Um dia, a Vida decidiu dar uma volta pelo mundo. Já tinha viajado muito quando encontrou um homem doente que tinha o corpo tão inchado que mal se podia mexer. — Quem és tu? — perguntou o homem ao vê-la. — Sou a Vida. — Então, já que és a Vida, será que me podias tirar este inchaço que nem me deixa mexer nem trabalhar? — Sim, eu poderia devolver-te a saúde, mas tu depressa te esquecerás de mim e da doença de que padeces.
— Como iria eu esquecer-me? Um milagre assim recordá-lo-ei toda a minha vida. — Está bem! Vou curar-te. No entanto, voltarei daqui a sete anos para ver se és um homem de palavra — disse a Vida. Esta pegou num pouco de pó do caminho e espalhou-o na cabeça do hidrópico que, de imediato, ficou são e ágil. A Vida prosseguiu a viagem e andou muitos dias até que chegou à cabana de um leproso. — Quem é? — perguntou o leproso. — Eu sou a Vida. — A Vida? — replicou o doente.

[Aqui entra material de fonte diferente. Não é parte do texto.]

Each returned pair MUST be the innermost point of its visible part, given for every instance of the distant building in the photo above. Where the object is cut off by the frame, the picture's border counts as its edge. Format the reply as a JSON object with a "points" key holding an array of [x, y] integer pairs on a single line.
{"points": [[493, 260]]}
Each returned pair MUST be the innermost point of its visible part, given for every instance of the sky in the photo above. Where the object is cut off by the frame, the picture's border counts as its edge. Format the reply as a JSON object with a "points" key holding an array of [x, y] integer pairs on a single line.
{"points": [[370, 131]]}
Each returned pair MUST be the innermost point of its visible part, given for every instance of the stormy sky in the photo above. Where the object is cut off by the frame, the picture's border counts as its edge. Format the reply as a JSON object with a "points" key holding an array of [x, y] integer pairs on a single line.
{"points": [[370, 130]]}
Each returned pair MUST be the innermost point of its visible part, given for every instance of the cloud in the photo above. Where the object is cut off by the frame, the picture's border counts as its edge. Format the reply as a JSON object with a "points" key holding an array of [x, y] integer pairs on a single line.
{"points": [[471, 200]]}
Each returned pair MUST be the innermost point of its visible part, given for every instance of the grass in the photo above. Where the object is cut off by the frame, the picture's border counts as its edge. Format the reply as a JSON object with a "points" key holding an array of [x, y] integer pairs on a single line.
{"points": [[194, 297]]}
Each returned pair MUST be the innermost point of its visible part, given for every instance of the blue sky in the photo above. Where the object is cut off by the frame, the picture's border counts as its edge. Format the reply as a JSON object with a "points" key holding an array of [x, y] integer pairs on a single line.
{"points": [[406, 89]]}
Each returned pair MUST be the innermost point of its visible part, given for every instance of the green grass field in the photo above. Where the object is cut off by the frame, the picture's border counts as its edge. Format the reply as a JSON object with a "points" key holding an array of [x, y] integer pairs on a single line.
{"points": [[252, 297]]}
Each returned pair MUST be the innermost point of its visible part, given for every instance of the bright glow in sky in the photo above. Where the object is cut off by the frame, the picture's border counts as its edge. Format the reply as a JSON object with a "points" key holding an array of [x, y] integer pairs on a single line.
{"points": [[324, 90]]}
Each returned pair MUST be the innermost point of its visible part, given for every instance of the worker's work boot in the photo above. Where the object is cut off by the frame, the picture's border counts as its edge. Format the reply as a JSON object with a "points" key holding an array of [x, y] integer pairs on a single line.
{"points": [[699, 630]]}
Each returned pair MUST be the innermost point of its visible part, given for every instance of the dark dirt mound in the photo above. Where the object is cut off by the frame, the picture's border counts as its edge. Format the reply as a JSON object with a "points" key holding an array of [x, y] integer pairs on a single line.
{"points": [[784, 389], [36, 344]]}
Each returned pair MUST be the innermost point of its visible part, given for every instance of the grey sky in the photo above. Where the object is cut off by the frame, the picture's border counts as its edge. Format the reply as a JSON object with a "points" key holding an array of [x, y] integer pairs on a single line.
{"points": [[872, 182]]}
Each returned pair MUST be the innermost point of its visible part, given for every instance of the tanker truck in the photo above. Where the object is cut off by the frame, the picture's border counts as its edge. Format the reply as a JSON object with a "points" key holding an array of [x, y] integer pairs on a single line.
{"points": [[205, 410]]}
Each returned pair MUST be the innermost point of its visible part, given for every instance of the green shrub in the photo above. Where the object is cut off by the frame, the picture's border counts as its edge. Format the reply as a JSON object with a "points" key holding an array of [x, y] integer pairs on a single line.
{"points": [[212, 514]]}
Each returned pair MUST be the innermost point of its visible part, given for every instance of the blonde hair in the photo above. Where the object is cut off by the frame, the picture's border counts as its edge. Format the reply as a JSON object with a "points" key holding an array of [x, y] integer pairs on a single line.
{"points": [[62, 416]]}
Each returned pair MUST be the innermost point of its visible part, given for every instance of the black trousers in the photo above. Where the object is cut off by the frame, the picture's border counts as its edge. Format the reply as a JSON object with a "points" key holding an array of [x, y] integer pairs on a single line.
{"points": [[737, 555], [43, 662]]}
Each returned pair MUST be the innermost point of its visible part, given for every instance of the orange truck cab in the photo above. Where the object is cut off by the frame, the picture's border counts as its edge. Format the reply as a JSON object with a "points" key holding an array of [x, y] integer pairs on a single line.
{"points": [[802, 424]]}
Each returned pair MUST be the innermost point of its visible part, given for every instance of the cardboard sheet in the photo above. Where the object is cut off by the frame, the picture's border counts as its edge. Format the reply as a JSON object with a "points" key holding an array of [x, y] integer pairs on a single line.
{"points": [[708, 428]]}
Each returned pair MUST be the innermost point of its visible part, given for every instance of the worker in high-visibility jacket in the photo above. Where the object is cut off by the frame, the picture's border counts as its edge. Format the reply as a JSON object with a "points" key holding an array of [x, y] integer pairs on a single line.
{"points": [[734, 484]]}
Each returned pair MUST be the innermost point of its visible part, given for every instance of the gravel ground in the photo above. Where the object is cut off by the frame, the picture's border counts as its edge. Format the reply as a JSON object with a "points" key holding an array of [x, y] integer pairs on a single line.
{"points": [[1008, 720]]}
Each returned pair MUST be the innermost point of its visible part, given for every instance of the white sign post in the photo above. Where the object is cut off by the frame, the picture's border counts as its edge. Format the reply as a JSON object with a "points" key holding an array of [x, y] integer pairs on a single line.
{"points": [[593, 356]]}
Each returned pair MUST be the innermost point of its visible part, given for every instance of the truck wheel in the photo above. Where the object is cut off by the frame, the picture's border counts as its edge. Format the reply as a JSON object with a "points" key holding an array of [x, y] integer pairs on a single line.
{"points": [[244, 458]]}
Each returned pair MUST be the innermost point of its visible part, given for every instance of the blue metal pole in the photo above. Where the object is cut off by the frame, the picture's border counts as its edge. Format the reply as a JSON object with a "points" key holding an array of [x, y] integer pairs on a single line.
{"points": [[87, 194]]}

— Pois então podias curar a minha lepra. — Claro que posso — disse a Vida. — Mas se o fizer, logo esqueces a tua doença e o teu benfeitor. — Impossível! Toda a minha vida hei de recordar-me desse milagre — assegurou o leproso. — Bem, voltarei dentro de sete anos e então veremos se sabes manter as promessas — replicou a Vida. Pegou então numa mão-cheia de terra da estrada, espalhou-a na cabeça do leproso, e a lepra, como por encanto, desapareceu, deixando ficar o homem com a pele limpa e jovem. A Vida despediu-se e pôs-se de novo a caminho. Andou mais alguns dias e, por fim, encontrou um cego. Este, ouvindo que passava alguém estranho junto à sua cabana, perguntou: — Quem és tu? — Sou a Vida. — És realmente a Vida? — continuou o cego.
— Então suplico-te que me devolvas a vista. — Sim, vou devolver-te a vista, mas não podes esquecer-te nem de mim nem da tua cegueira — disse a Vida. — De modo algum! Serei tão feliz que me lembrarei toda a vida, e vou-te agradecer até à morte — prometeu o cego. — Muito bem. Agora vou devolver-te a vista. Voltarei daqui a sete anos e veremos então se a tua palavra tem algum valor e se é de fiar — disse a Vida. A Vida baixou-se, recolheu um pouco de poeira do chão e espalhou-a solenemente na cabeça do cego, que, de imediato, recuperou a visão e começou a gritar de alegria. Sete anos passaram. Muitas coisas mudaram. O hidrópico, o leproso e o cego começaram a trabalhar esforçadamente para a sua família. O mundo estava muito diferente.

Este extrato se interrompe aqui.